I thought Yugioh was already fixed? It worked fine on my ak2i before this update. It had a little slowdown, but that was because I had a low class SD.


----------



## The Catboy (May 20, 2011)

Generation 16 said:
			
		

> I thought Yugioh was already fixed? It worked fine on my ak2i before this update. It had a little slowdown, but that was because I had a low class SD.


Yeah same here. I thought it was my rom till I tested it on my other cards and it only seems to have problems on my Acekard 2i


----------



## AdamBrunt (May 21, 2011)

I don't see it in the game fixes list but ...

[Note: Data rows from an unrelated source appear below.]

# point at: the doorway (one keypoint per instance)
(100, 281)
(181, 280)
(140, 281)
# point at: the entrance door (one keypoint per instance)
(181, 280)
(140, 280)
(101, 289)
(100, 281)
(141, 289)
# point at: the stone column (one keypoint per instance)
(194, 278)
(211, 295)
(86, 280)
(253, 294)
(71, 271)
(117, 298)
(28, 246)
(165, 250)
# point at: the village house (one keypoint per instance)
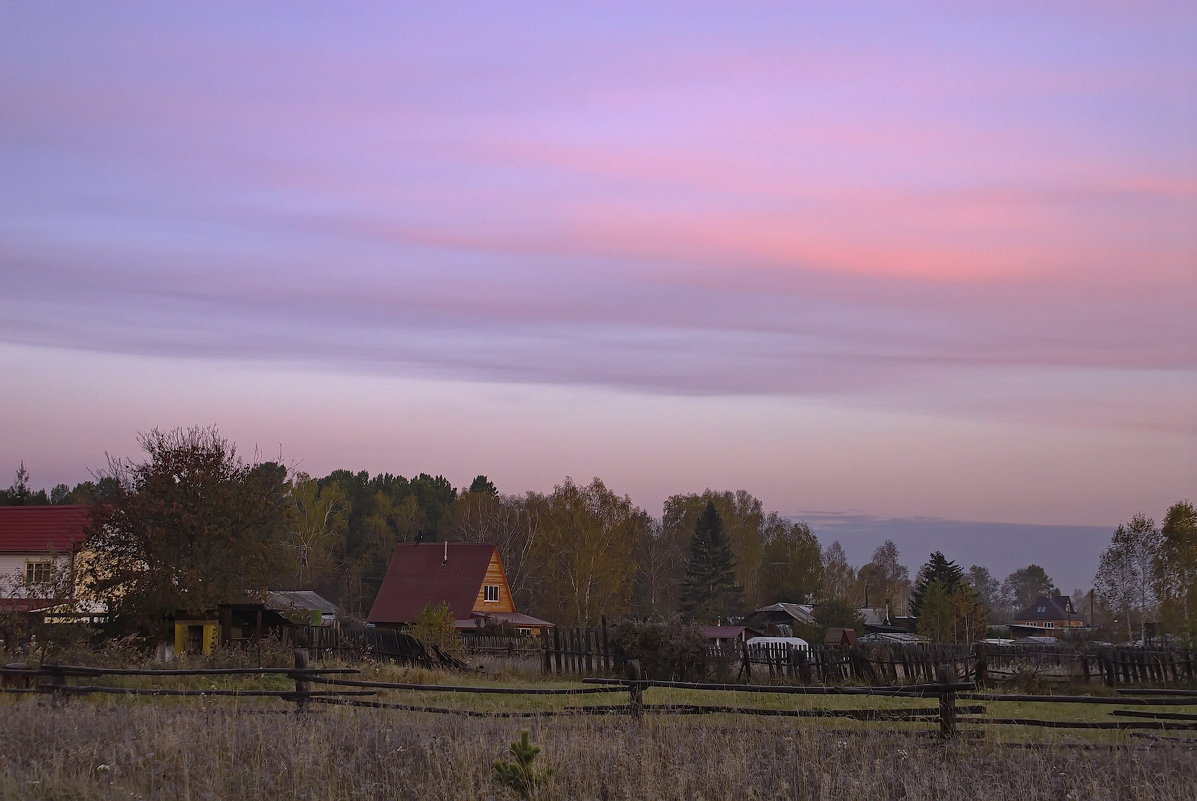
(467, 576)
(1047, 616)
(40, 554)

Lego Pirates of the Caribbean keeps freezing on my current version of Akaio. Does anyone else get the same issue and would updating fix it ?


----------



## DJ91990 (May 22, 2011)

CRAP! Pokemon  Typing is giving me some black screen with text in Japanese botching about DS this or that. I'm going to re-install the firmware and try again.

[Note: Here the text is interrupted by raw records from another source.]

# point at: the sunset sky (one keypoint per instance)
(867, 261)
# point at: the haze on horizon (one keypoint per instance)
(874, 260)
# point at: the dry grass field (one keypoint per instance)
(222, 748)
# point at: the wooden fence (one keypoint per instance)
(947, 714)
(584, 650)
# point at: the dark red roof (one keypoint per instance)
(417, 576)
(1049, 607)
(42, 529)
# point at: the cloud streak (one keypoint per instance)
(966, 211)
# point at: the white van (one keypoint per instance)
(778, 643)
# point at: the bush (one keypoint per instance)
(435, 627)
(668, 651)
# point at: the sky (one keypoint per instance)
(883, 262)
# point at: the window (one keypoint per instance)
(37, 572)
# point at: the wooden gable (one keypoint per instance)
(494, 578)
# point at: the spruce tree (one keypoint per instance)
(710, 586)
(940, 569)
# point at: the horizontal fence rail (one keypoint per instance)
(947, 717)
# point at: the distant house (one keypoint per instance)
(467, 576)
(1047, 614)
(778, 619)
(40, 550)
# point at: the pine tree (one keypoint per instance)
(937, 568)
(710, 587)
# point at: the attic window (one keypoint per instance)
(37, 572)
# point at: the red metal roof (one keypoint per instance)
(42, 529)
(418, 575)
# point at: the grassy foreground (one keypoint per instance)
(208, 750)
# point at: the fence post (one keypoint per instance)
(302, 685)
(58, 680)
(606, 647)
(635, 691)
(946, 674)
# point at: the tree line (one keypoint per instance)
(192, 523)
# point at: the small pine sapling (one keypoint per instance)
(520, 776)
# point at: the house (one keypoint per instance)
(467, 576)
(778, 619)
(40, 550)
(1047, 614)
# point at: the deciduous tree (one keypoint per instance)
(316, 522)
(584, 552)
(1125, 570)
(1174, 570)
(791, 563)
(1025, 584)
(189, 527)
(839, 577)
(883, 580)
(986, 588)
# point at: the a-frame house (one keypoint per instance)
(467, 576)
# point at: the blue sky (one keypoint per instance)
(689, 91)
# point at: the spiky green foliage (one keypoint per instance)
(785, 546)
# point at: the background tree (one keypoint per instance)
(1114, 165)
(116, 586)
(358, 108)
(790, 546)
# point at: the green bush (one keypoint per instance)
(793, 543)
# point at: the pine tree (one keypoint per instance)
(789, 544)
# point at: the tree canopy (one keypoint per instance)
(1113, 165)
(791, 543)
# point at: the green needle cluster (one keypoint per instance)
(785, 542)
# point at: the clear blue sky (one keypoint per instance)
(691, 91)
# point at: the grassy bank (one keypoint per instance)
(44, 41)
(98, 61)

Nope, still giving me that danged error!

Guess it is not fixed after all.


Okay I am going to re-format a 1GIG card and put nothing but AKAIO 1.8.7. and Pokemon Typing on it.


----------



## AvengerAkashi (May 22, 2011)

DJ91990 said:
			
		

> CRAP! Pokemon  Typing is giving me some black screen with text in Japanese botching about DS this or that. I'm going to re-install the firmware and try again.
> 
> 
> Nope, still giving me that danged error!
> ...



I think you cannot play this pokemon game because it needs the keyboard that comes whith the game itself


----------



## Evo.lve (May 22, 2011)

AvengerAkashi said:
			
		

> DJ91990 said:
> 
> 
> 
> ...



This is a very nice attempt at post-count whoring, but there is a patch, and it's pretty well-known.


----------



## Rydian (May 22, 2011)

Evo.lve said:
			
		

> This is a very nice attempt at post-count whoring, but there is a patch, and it's pretty well-known.

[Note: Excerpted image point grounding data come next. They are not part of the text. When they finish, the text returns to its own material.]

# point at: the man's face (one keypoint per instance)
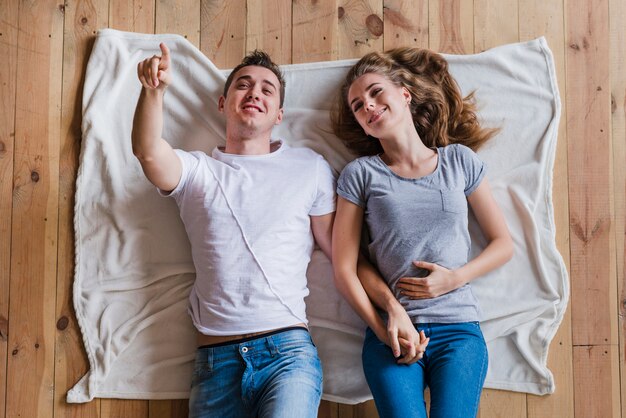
(253, 100)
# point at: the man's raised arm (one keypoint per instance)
(160, 163)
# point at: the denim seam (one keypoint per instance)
(481, 382)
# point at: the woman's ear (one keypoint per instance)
(407, 95)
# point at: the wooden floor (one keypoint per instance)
(44, 46)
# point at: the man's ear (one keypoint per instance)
(279, 117)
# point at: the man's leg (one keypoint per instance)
(398, 389)
(216, 384)
(290, 382)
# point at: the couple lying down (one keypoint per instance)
(397, 235)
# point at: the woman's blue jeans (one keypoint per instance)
(275, 376)
(454, 367)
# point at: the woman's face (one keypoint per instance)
(379, 105)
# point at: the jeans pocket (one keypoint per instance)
(203, 366)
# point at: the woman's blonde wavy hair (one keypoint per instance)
(441, 114)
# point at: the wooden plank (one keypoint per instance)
(618, 131)
(451, 26)
(360, 27)
(593, 273)
(30, 368)
(314, 31)
(601, 382)
(406, 23)
(545, 18)
(132, 16)
(123, 409)
(8, 75)
(181, 17)
(169, 409)
(495, 23)
(588, 118)
(82, 21)
(268, 28)
(223, 31)
(498, 403)
(327, 410)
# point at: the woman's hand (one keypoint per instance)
(440, 281)
(403, 338)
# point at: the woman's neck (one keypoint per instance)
(407, 156)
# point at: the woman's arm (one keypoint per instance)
(498, 251)
(345, 250)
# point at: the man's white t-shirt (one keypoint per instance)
(247, 218)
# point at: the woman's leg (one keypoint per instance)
(398, 389)
(456, 365)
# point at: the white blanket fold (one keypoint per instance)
(133, 261)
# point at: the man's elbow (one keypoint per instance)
(506, 247)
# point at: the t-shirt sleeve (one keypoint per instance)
(350, 184)
(473, 167)
(325, 198)
(189, 164)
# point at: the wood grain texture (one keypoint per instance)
(360, 27)
(451, 26)
(181, 17)
(314, 30)
(406, 23)
(495, 24)
(268, 28)
(8, 75)
(223, 31)
(132, 15)
(30, 368)
(45, 44)
(588, 121)
(618, 132)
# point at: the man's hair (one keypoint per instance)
(260, 59)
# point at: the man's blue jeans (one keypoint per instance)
(273, 376)
(454, 367)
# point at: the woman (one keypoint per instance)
(404, 115)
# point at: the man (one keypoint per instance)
(248, 210)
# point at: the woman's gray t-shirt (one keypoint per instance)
(422, 219)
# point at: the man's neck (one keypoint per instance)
(247, 146)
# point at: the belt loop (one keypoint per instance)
(209, 359)
(271, 347)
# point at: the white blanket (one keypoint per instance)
(133, 262)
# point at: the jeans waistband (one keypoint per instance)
(254, 337)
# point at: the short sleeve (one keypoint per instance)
(473, 168)
(350, 185)
(325, 198)
(189, 164)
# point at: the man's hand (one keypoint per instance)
(438, 282)
(403, 338)
(155, 72)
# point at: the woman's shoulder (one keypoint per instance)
(458, 153)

I didn't know about the patch, am I postcount whoring?


----------



## DJ91990 (May 22, 2011)

I thought because The game was listed under the "fixed games" list that it did not need to be patched. I am going to try with a freshly formatted card and if that fails then I am just going to try and find that patch that is "well known."

Also I am not trying to post-cout whore, I was just wondering why I am having a problem with a "fixed" game!

Thanks Evo.lve for the tip. I guess the black screen must be the "Looking for the keyboard" screen.


----------



## Evo.lve (May 22, 2011)

Rydian said:
			
		

> Evo.lve said:
> 
> 
> 
> ...


To be fair everyone that wants to play it really badly does 
	

	
	
		
		

		
		
	


	




@DJ the patch is to get you past the "looking for keyboard" screen.


----------



## DJ91990 (May 22, 2011)

What exactly did this update do to "fix" the Pokemon Typing game!? I had to use a patch to get it working. Still every time I load the game, the "Initializing save data" screen appears, both with Anti-AP ON and OFF! What a disappointment. The game was listed under the Game fixes and I foolishly assumed that it was working. What a waste of my time.


----------



## eggsample (May 24, 2011)

Why AcekardTeam didn't post nu AKAIO on their wall?
Is it incomatibile with upcomming 1.4.2 fix?


----------



## iluvfupaburgers (May 24, 2011)

eggsample said:
			
		

> Why AcekardTeam didn't post nu AKAIO on their wall?
> Is it incomatibile with upcomming 1.4.2 fix?


they usually take a while to post the new akaio on their wall, but always check akaio.net or gbatemp for newer update. and acekard 2i is still incompatible with 1.4.2


----------



## eggsample (May 24, 2011)

iluvfupaburgers said:
			
		

> eggsample said:
> 
> 
> 
> ...


I know that but thx. In 

 video their show that 1.4.2 works with akaio.


----------



## Killer Phantom (May 26, 2011)

I get this error after I installed it.



			
				QUOTE said:
			
		

> Clone 5
> It may not be a genuine Acekard.



What should I do? It was working fine with 1.8.5.


----------